They finally certified the result of the Detroit mayoral primary election yesterday, almost a month after the vote.
Unfortunately, what went on demonstrates conclusively that neither the county nor the city can be trusted to run elections. The state, if not the federal government, needs to come in and run Detroit’s general election in November.
The primary result itself was stunning, as we learned on election night. More than half the voters wrote in the name Mike Duggan. For any candidate to win as a write-in is almost unheard of.

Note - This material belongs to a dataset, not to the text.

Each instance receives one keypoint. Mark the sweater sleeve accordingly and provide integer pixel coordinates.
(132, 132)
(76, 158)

But in this case, Duggan is a white man who moved into a nearly all-black city to run for mayor. I figured his ego had gotten the better of him. But I was wrong, and the most inspiring thing is this: Detroiters proved all those who said they were incapable of rising above race prejudice are dead wrong.
Detroiters clearly don’t care if they have a black mayor, a white one, or a purple one. They want the candidate they think is most likely to get the cops to come and the streetlights to come on, and last month, a majority thought that person was Mike Duggan.
But while the voters deserve praise, their officials and politicians deserve anything but. Wayne County Clerk Cathy Garrett’s operation tried to disenfranchise more than half of Mike Duggan’s voters, based on some trumped-up nonsense about not counting write-ins where counters had failed to make “hash marks.”
The Wayne County Board of Canvassers then refused to certify the results, which meant elections officials from the secretary of state had to come to Detroit. They did.
Michigan Elections Director Chris Thomas has been in his job for many years, and I’ve never known him to utter the slightest criticism of any local official.
But yesterday, he said this: The state intervention “has stopped the most massive disenfranchisement in the history of the state.” Thomas added that the state had to “correct a problem that should not have occurred.”
As expected, the state overturned Wayne County Clerk Garrett’s blatant attempt to discard most of Duggan’s votes. But they also found that city clerk Janice Winfrey’s operation somehow missed more than 4,000 of Mike Duggan’s votes. Corruption, meet incompetence.
Runner-up Benny Napoleon, who had almost identical vote totals in every count, is probably going to lose in November. But he’s run an honorable campaign, and yesterday called for federal oversight of the election, saying, “At this historic time, Detroit voters need to be assured beyond any doubt that their vote will be counted and counted accurately.”
Nobody could put it better. What is dismaying, however is that some just can’t seem to accept the results of this election. Chief among these is Tom Barrow, an ex-convict who has run for mayor and lost four times. But though he got less than four percent of the vote, he is calling for a recount. D Etta Wilcoxson, who lost the primary for Secretary of State by four to one, is suing as well.
They need new hobbies. The people know what they are doing. All Detroit voters need is a little oversight to make sure nobody tries to take away their voice and their power in November.